バ科学者のノート 2冊目

小説をただひたすらに書いていく

オイルの匂いとティータイム【ノイジー編】

「失礼します」

恐る恐るドアを開けてノイジーが入った場所は、技術部の作業場。ノイジーは片手にお盆を抱えて、もう片方の手で器用にドアを閉める。

「技術部の皆さん、お疲れ様です。清掃隊にお茶菓子の差し入れがあったのでおすそ分けにきました。」

 

「あー! ノイジーさーん!」

器具に埋もれて見えなかった西名が頭をひょいと上げてぶんぶんと手を振る。ノイジーはお盆を取り落としそうになるが、とりあえず奥のテーブルまで運んでいく。

「ほむ、それはおはぎかの?」

道の端にいた米子が振り返るのでノイジーは頷いた。

「はい。粒あんのおはぎです」

粒あん!」

米子が喜ぶのを見てノイジーは顔をほころばせた。

 

「ここに置いておきますね、千道さん」

テーブルにお盆を置きながらノイジーは横に見える男に声をかけた。

「では、僕はこれで……」

「……ノイジー

敵意のない「音」だと分かっていても、千道の低い声にノイジーは飛び上がる。

「ひゃい!」

「こっちに来い。一緒に食うぞ」

「え、ええ? 自分の分はもういただいたので……」

「いいから」

 

改めて技術部の面々を眺めたノイジーだったが、個性的な方々が集まっているなぁと思う。

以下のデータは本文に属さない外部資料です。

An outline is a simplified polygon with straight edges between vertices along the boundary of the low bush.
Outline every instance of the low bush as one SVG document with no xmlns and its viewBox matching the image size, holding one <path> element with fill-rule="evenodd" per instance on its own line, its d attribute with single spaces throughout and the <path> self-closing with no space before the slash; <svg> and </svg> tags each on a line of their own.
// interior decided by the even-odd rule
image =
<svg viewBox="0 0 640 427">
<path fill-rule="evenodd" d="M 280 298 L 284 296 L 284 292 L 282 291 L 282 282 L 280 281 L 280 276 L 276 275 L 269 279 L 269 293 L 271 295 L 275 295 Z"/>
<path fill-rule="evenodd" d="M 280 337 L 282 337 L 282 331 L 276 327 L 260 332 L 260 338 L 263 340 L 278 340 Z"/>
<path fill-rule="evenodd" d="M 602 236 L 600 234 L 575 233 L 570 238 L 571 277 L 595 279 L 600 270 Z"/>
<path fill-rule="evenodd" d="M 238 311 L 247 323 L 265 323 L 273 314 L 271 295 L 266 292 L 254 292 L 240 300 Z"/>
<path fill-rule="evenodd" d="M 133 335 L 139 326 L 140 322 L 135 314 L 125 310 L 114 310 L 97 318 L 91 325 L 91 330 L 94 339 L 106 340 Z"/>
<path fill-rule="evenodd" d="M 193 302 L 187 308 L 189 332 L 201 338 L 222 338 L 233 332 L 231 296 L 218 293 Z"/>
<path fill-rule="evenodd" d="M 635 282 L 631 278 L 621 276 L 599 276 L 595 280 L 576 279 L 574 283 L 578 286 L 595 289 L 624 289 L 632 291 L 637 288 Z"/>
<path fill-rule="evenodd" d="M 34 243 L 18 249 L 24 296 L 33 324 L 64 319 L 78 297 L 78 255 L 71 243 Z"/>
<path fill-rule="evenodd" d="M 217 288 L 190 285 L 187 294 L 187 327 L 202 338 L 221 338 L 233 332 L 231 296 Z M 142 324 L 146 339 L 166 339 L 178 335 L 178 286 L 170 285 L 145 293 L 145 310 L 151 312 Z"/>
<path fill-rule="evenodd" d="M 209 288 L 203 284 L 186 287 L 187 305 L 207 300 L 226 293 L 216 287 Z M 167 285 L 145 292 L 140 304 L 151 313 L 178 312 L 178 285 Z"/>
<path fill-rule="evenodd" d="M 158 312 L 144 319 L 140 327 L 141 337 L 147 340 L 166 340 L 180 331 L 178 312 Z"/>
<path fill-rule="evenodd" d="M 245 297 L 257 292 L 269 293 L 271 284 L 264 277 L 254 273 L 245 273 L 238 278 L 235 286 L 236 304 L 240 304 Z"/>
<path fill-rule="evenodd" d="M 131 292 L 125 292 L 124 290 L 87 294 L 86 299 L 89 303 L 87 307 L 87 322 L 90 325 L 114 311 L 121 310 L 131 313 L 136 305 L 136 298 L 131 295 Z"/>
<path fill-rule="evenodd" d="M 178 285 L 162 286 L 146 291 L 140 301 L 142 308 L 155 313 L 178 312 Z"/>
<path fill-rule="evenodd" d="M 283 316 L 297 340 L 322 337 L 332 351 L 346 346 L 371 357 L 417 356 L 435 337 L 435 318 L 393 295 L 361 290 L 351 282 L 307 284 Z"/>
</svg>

ノイジーの横で西名がニコニコと笑っておはぎを食べている。その好意の「音」がおはぎに向けられているものだと、ノイジーは解釈することにした。

「最近、どうだ、仕事の方は?」

「まずまずですね。清掃隊が出動しないほうが当たり前なので、訓練に励むだけ励んで何も出番がないのが一番です」

「救急車両みたいだな。だが、一理ある」

 

千道は自分のおはぎを取り上げると、ノイジーの口に押し込んだ。

「もむっ!?」

「食え、食え! 俺の分なんて気にするな!」

「むぐ……っ」

何度ここに来ても彼にはかなわない。ノイジーはそれを承諾していた。

「……あなたは訓練に来ないですよね」

「それこそ、「救急車両」だからな」

ノイジーはそれが何を意味するか分かっていた。

 

「ディクライアンにもよろしく言っておけ」

「分かりました」

「ノイジーさん!この後、買い物に行きましょう!」

「えっ、今メンテの途中では」

「メンテはうちらでやっておくから行ってき」

米子が手を振る。「は、はぁ」とノイジーは声を漏らすしかなかった。